TUMBY BAY - The Man Booker Prize is the leading literary award in the English speaking world and is conferred annually to the best novel of the year written in English and published in the United Kingdom or Ireland.
Speaking at the 2020 Man Booker Prize ceremony in England, former USA president Barack Obama related how he had “always turned to writing to try and make sense of our world, both as a young man trying to navigate the different parts of my life, and as an elected official trying to bridge our divides and find a way for all of us to move forward.”
He also said that good books “remind me of fiction’s power to help us put ourselves in someone else’s shoes and understand their struggles and imagine new ways to tackle complex problems and effect change.”
This week Barack Obama’s third book, his presidential memoir, A Promised Land, was released.
Writing as a way to explore and order one’s thoughts has always been recognised as a useful personal tool. This is so even when there is no intention of publishing what is written.
In this sense writing can simply provide the experience of “seeing into one’s true nature”, otherwise known as kenshō in the Zen Buddhist tradition.
This need is perhaps why writing can be a compulsion for many people.
Writing, of course, is not something confined to books.
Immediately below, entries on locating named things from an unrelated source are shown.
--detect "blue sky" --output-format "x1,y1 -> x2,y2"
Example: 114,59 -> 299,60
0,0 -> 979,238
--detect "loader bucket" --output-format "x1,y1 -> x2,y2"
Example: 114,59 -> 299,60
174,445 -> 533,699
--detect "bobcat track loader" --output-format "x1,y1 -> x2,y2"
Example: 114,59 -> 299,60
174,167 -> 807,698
Even if one never reads a book and just watches films and television or follows social media it is impossible to avoid the fact that all those mediums begin with a writer sitting down and taking up a pen or a keyboard.
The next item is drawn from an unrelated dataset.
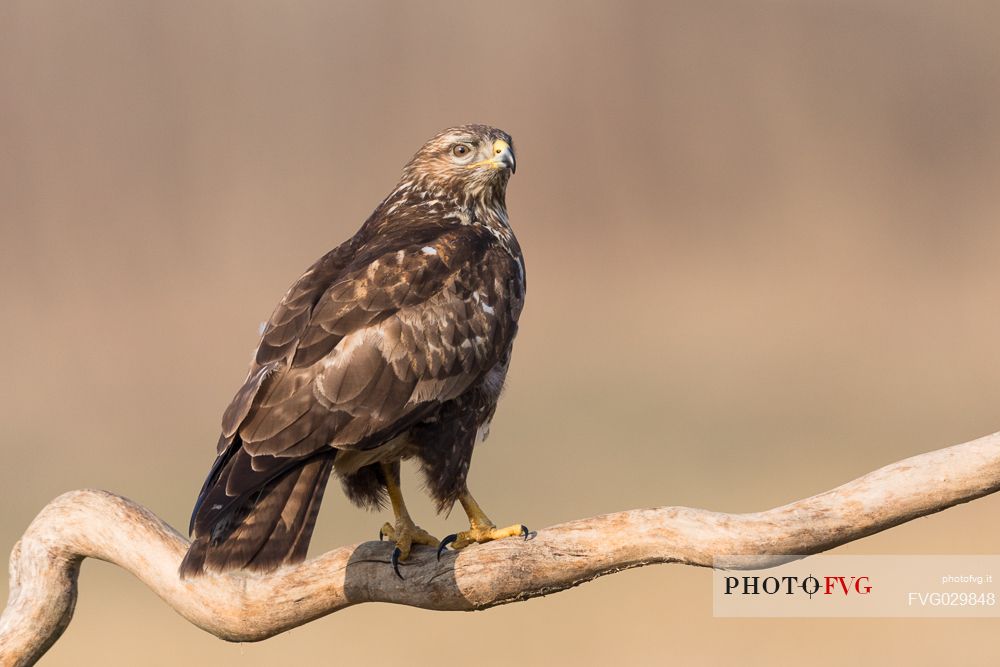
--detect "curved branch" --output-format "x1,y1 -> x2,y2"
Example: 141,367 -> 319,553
0,433 -> 1000,665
Very often the enlightenment that comes through writing is so strong that it must be shared through publication and dissemination.
Seeking, as opposed to simply experiencing, enlightenment through the process of writing works in similar ways. It is a kind of higher-plane problem solving process.
Taken to its highest degree writing, both fiction and non-fiction, has the ability to change the world. To cite a couple of random examples think about the impact of Charles Darwin’s The Origin of the Species or George Orwell’s 1984.
Writing and reading go hand in hand. To achieve enlightenment one can write but to acquire enlightenment one must also read.
Notwithstanding past cultural practises such as oral literatures, it follows that a society in the modern world that is literate and where its citizens both write and read is very probably an enlightened society.
One should therefore be very suspicious of any attempt to restrain, impede or otherwise adversely affect the ability of a society to read or write and thus not experience the benefits of enlightenment.
This sort of attempt might also include a demonstrated apathy towards enabling, promoting or facilitating the ability of a society to freely indulge in the practises of reading and writing.
It is a charge that can be justly levelled against both past and present governments in Papua New Guinea.
In doing so one must ask the obvious question. Why?
Are they consciously suppressing the desire of their citizens to experience the enlightenment that reading and writing brings, just like some sort of oppressive autocratic dictatorship, or are they just being insensitive, uncaring and stupid?